A large body of useful consequences all follow from the proposition in question.

1.15 Proof by accumulated evidence

Long and diligent search has not revealed a counterexample.

1.16 Proof by cosmology

The negation of the proposition is unimaginable or meaningless. Popular for proofs of the existence of God.

1.17 Proof by mutual reference

In reference A, Theorem 5 is said to follow from Theorem 3 in reference B, which is shown from Corollary 6.2 in reference C, which is an easy consequence of Theorem 5 in reference A.

1.18 Proof by metaproof

A method is given to construct the desired proof. The correctness of the method is proved by any of these techniques.

1.19 Proof by picture

A more convincing form of proof by example. Combines well with proof by omission.

1.20 Proof by vehement assertion

It is useful to have some kind of authority in relation to the audience.

1.21 Proof by ghost reference

Nothing even remotely resembling the cited theorem appears in the reference given.

1.22 Proof by forward reference

Reference is usually to a forthcoming paper of the author, which is often not as forthcoming as at first.

1.23 Proof by semantic shift

Some standard but inconvenient definitions are changed for the statement of the result.

1.24 Proof by appeal to intuition

Cloud-shaped drawings frequently help here.

2.1 Proof by acceptance

We were asked in an exercise to proof this theorem. Hence, it must be true.

3.1 Proof by voting

The majority of [proper authority] believes that...

3.2 Proof by prohibitive cost

The cost would be prohibitive if X was proven false...

3.3 Proof by religious belief

God told us that X is true (frequent among creationists)

3.4 Proof by astonishment

"Surely, you are not implying that X is false."

3.5 Proof by invalid negation

Y implies not X, therefore not Y implies X.

3.6 Proof by reverse recurrence

The theorem is true for N = 0, and if the theorem is true for N+1, then it is true for N.

3.7 Proof by computer

The computer told us that X is true.

3.8 Proof by partial enumeration

There are two kinds of animals: mammals and birds. Mammals are homeotherm. Birds are homeotherm. Therefore, all animals are homeotherm.

4.1 Proof by Selective Hearing

The professor simply and conveniently writes down a variation on quadratic reciprocity, despite the fact that the student pointed out that 87 is actually not a prime modulus.

4.2 Proof by Accelerated Course

We don't have time to prove this...

5.1 Proof by exercise

The reader is left to do the proof as an exercise. Most commonly found in textbooks.

6.1 Proof by ethical exclusion

Any experiment that could collect confounding data would violate accepted ethical guidelines.

6.2 Proof by legal intimidation

Schedule a talk to present results refuting our claims and we get an injunction under the Digital Millennium Copyright Act or local equivalent.
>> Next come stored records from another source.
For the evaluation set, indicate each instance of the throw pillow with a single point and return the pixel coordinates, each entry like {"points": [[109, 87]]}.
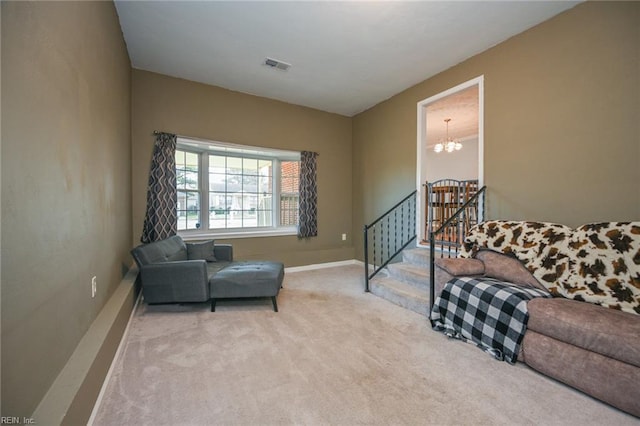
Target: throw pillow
{"points": [[204, 251], [507, 268]]}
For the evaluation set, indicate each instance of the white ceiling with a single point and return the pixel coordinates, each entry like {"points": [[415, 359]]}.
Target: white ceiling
{"points": [[346, 56]]}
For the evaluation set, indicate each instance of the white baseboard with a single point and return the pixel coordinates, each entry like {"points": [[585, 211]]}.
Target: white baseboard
{"points": [[107, 378], [323, 265]]}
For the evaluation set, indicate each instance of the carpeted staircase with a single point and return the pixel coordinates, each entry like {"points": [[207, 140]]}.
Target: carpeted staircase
{"points": [[405, 283]]}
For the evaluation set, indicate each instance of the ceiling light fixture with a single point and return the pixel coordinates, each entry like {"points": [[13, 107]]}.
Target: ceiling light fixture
{"points": [[449, 144]]}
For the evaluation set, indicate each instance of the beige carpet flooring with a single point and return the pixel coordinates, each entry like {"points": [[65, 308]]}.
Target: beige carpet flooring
{"points": [[333, 355]]}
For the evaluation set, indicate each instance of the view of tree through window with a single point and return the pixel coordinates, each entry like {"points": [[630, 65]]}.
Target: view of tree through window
{"points": [[187, 180], [241, 191]]}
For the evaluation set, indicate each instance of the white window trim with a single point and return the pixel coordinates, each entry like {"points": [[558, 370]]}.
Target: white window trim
{"points": [[205, 148]]}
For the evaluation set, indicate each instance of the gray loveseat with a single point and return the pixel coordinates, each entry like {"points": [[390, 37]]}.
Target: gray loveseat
{"points": [[586, 331], [172, 271]]}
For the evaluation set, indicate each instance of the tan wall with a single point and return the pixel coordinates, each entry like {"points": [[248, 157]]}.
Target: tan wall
{"points": [[562, 128], [197, 110], [66, 197]]}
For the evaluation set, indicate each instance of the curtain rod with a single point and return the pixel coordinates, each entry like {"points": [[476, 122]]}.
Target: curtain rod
{"points": [[157, 132]]}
6.3 Proof by demonstrating equivalence to a problem thought to be hard

Typically factoring integers or finding logarithms in finite groups. This method of proof is one of the two pillars of modern cryptography.
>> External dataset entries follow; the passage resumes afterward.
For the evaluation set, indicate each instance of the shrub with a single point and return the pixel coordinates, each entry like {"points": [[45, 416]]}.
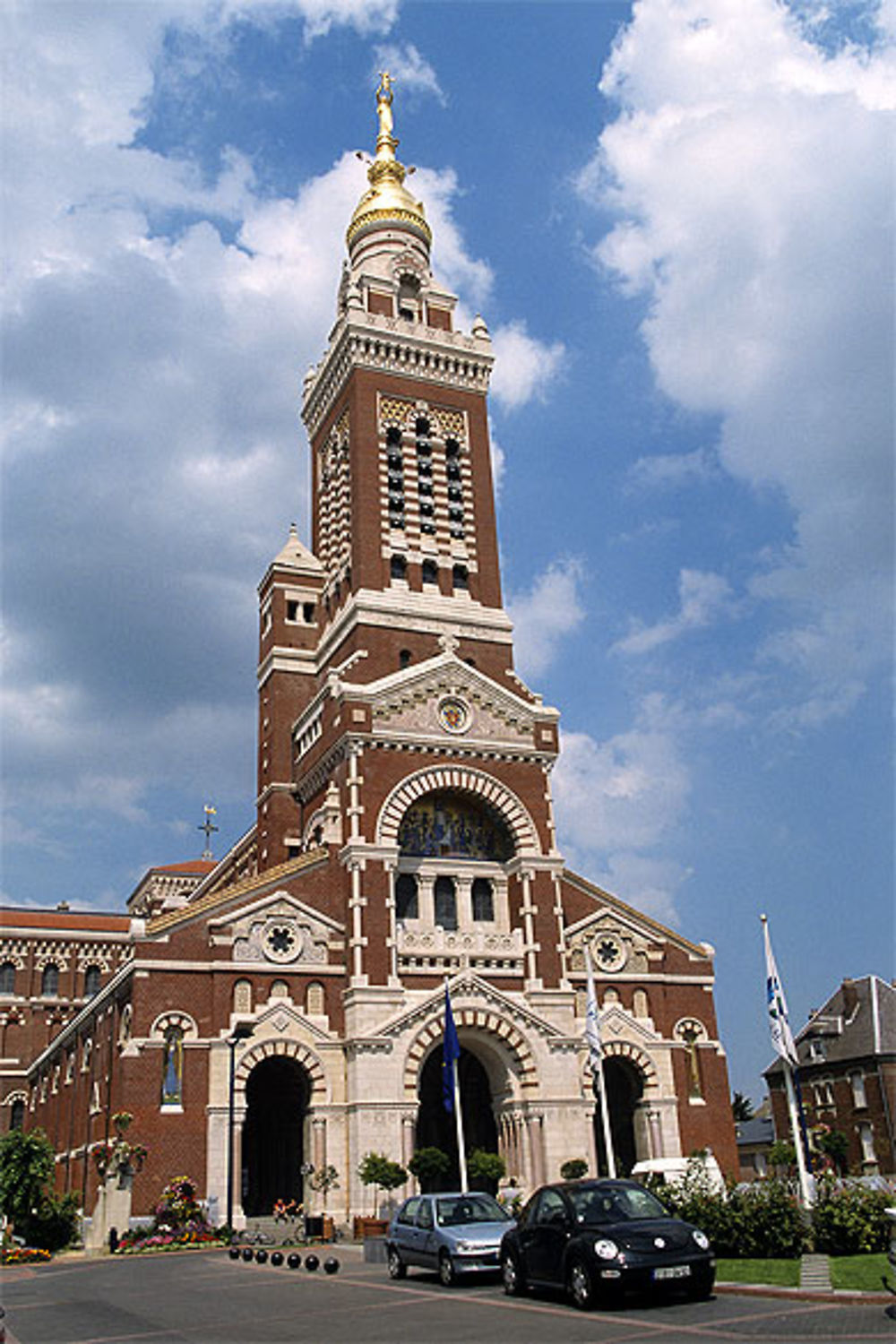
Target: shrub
{"points": [[849, 1219]]}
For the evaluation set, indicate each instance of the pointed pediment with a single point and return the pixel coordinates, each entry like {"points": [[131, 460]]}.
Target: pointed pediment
{"points": [[445, 699], [279, 930], [466, 986], [637, 935]]}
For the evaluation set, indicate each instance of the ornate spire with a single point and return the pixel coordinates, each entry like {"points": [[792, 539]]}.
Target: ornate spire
{"points": [[387, 202]]}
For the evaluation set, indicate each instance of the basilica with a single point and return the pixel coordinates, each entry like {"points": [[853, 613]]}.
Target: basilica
{"points": [[284, 1007]]}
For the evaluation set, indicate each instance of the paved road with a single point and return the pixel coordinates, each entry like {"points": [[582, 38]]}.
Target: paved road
{"points": [[207, 1298]]}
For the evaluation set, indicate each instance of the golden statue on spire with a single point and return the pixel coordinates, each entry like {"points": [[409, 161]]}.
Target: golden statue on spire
{"points": [[384, 105]]}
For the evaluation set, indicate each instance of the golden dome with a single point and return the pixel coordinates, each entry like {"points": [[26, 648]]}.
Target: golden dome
{"points": [[387, 199]]}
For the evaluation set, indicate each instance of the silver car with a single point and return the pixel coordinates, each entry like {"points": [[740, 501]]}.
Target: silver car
{"points": [[452, 1233]]}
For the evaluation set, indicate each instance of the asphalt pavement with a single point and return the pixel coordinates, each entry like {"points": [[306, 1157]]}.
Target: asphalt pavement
{"points": [[207, 1298]]}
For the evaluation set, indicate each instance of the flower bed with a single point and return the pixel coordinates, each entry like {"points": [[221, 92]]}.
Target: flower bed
{"points": [[23, 1255], [134, 1244]]}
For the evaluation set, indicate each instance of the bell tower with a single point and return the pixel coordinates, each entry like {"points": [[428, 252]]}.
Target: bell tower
{"points": [[402, 495]]}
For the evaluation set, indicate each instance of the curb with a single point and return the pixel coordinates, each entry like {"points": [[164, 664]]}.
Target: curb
{"points": [[837, 1297]]}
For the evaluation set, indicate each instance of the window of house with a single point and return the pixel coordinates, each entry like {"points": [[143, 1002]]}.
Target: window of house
{"points": [[406, 897], [866, 1140], [482, 897], [445, 895], [172, 1074]]}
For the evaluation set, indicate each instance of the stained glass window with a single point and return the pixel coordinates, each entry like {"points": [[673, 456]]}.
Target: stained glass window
{"points": [[454, 824]]}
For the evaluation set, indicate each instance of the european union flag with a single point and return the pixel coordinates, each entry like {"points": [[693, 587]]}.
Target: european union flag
{"points": [[450, 1054]]}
6.4 Proof by unclaimed reward

We offered a \$10,000 prize for anyone who could solve this puzzle and no one has come forward with a correct answer. The other pillar.

6.5 Proof by Never-Ending Revision

If you point out an error in my lengthy and incoherent proof, I will send you an even longer, more impenetrable manuscript that purports to correct the mistake.

7.1 Proof by Sketch or Outline

"The paper contains an outline of the proof; an extended version of the paper will contain the full proof once it is finished."

8.1 Proof by haste

"In the interest of time, I will skip the details..."

8.2 Proof by mercy

"I will spare you the details and move on to the main result."

9.1 Proof by Exhaustion of Grader

I was surfing the web for a list of invalid proofs and I ran into your website. It's pretty neat, and it reminded me of a student who tried to solve the following problem: "Find all isomorphism classes of groups of order 28."

The student basically tried to enumerate every single group of that order, and he/she basically went through each group to show that the property holds for them.

10.1 Proof by Recess

"... will present the theorem's proof after recess..."
-between 10 and 15 minutes pass-
"...as proven before recess, we can now ..."

11.1 Proof by lyricism

If it sounds right, it is right.

11.2 Interdisciplinary proof

In which a special form of an equation, definition, or technique used by one science is applied in a completely unrelated field. Best used by engineering undergraduates in pure mathematical courses, where the assignments will be graded by computer science undergraduates.

11.3 Proof by word order

In which a phrase of the form "the x of y" becomes "the y of x" three paragraphs later.

11.4 Proof by sneak preview

"Your question is beyond the scope of this course. However, next semester, if you want to explore this more thoroughly..."

12.1 Proof by semantic shift

There are two variants that I can think of. (a) As you have it; that is, you use different definitions from the normal ones (preferably, not obviously inequivalent) and prove a theorem that appears to be, but isn't, interesting. (b) Change the meanings of the terms in the course of the proof. This variant is best used in combination with the following method of proof.

12.2 Proof by slippery definitions

The definitions are not so well-defined that the reader can tell exactly what they mean.

12.3 Proof by countervailing errors

There are so many errors that they cancel each other out. (Students often do this.)

12.4 Proof by overwhelming errors

There are so many errors that the reader can't tell whether the conclusion is proved or not, so is forced to accept the claims of the writer.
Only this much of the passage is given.